Steve rappela le garde à la réalité.

— Monsieur, s’il vous plaît.

Le garde lui fit face, sa bouche s’arrondit, ses yeux aussi. Steve venait de plonger sa main gantée dans un vaste portefeuille contrôlé par une longue chaîne, et ce qu’il tenait n’était pas le collier de la Reine, mais un colt 45. Le garde se tâta machinalement, comme s’il croyait à une blague, comme s’il croyait que l’autre lui avait engourdi son flingue qui était pourtant un spécial 38. Mais Steve lui coupa ses espérances.

— Un cri, un geste, un souffle et… Allez, demi-tour. On descend. Vite.

— Mais… balbutia le défenseur des propriétés privées. Jamais je…

Le canon du colt dissimulé aux passants de la rue le cogna hypocritement en pleine bedaine.

— Encore un mot, et vous êtes truffé comme une dinde de Noël.

Vaincu, jambes en pâté de foie, le garde se mit à descendre. Au bout de quelques marches, Steve, sachant qu’ils étaient à présent invisibles du dehors, lui ordonna :

— Stop.

L’autre obéit. Le braquant aux reins, Steve, après un rapide tâtonnement de sa main gauche, s’empara de l’arme du privé.

— En route, reprit-il, en empochant le calibre.
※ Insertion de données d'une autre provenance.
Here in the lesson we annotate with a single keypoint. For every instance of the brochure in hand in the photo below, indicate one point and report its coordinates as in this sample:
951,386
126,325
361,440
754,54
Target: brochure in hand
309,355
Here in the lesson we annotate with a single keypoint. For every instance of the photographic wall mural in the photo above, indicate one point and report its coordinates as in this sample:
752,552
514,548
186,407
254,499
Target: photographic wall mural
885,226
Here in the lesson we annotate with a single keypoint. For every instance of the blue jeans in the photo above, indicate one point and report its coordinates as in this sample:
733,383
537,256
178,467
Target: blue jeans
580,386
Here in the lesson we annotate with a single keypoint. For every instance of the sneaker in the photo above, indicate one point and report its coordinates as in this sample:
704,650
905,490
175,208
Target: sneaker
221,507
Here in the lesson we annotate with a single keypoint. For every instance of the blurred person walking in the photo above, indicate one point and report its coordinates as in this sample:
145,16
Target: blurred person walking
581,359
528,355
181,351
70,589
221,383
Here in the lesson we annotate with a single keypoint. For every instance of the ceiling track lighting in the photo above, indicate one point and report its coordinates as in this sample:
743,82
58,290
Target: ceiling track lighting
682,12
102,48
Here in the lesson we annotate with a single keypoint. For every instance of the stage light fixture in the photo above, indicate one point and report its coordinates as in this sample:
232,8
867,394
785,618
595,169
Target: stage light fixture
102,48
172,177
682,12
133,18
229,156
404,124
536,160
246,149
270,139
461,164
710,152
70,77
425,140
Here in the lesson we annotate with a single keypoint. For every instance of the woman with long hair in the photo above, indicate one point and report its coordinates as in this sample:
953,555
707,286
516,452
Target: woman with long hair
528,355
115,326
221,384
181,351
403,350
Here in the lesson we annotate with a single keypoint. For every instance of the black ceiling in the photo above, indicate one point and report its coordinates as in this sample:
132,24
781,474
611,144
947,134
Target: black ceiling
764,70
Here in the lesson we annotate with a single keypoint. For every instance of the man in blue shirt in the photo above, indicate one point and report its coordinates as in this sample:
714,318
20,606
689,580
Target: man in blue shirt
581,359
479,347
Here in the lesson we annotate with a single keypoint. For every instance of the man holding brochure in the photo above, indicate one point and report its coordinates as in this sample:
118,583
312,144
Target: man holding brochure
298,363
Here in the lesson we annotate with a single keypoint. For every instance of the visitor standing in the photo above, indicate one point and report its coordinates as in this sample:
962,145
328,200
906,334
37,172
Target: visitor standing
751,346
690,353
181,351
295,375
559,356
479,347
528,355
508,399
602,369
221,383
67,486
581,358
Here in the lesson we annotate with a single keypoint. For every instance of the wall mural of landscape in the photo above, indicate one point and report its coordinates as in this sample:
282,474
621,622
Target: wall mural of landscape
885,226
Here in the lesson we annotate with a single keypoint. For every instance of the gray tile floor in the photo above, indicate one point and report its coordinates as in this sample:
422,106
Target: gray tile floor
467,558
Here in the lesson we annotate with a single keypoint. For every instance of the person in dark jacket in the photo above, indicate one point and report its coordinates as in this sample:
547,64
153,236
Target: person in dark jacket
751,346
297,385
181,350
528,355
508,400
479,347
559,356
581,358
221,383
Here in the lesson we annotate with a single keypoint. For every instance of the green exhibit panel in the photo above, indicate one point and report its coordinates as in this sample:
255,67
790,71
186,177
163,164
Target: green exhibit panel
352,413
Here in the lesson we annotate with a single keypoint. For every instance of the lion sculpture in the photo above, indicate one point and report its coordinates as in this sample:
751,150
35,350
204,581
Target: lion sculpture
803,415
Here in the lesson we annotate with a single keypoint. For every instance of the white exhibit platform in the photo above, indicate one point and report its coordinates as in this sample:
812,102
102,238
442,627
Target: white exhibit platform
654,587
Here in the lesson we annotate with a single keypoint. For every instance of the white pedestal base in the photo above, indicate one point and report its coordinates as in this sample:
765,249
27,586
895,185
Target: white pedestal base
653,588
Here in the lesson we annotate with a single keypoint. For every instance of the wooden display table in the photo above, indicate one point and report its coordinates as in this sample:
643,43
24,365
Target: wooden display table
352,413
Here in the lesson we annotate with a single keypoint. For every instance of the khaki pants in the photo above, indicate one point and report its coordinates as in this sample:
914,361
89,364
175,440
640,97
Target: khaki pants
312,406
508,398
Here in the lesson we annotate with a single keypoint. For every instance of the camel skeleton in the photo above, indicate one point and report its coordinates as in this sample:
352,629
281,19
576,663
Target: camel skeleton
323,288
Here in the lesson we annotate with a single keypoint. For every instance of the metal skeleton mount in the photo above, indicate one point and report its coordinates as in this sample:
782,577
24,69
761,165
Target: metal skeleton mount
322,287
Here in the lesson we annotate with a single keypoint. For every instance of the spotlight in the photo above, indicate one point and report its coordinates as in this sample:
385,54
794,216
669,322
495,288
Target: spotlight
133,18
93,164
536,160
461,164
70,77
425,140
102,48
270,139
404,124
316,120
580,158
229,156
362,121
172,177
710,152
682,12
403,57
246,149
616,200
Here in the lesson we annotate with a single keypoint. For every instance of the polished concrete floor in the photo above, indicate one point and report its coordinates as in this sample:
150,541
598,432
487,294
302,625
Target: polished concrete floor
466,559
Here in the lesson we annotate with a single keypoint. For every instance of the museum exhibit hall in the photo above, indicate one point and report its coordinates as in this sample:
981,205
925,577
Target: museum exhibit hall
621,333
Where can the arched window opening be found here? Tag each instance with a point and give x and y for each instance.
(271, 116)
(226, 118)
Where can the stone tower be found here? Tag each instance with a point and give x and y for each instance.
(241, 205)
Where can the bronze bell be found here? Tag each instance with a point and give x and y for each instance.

Deux secondes après, ils débouchaient dans le sous-sol, vide d’occupants et aux lumières éteintes. Ils bifurquèrent à gauche, là où se découpait la lumière de la sorte de couloir précédant le SAFE. Avant d’y parvenir, Steve répéta encore :

— Stop.

Son poing armé ne quittait pas les reins du gardien et son œil allait au-delà de la porte où l’Oranais attendait derrière le broker. Tous deux étaient devant la première grille de sécurité, dont Steve apercevait les barreaux de droite. En yiddish, l’Oranais lançait au broker qui sortait un énorme portefeuille maintenu à sa ceinture par une chaînette d’acier :

— On n’a plus de temps à perdre, hein ?

Lui aussi avait extrait un grand portefeuille de la poche de sa lévite. Le broker lui sourit, jeta à travers la grille :

— Oh ! Bill…

Le gardien, confortablement assis derrière son bureau et qui avait le nez collé sur son illustré, le releva. Il aperçut le broker, repartit dans son illustré, non sans avoir appuyé nonchalamment sur un bouton. Un déclic. Et la grille s’entrouvrit. Le broker la franchit, l’Oranais sur les talons. La grille se referma dans le même claquement huilé. Déjà l’Oranais avait rentré son portefeuille, et bondissait. Dans sa main étincelait l’acier bruni d’un Smith et Wesson, à canon long. Surpris, les yeux hagards, le garde eut néanmoins le réflexe de tendre la main vers le flingue posé devant lui. L’Oranais cogna. Vite. Durement.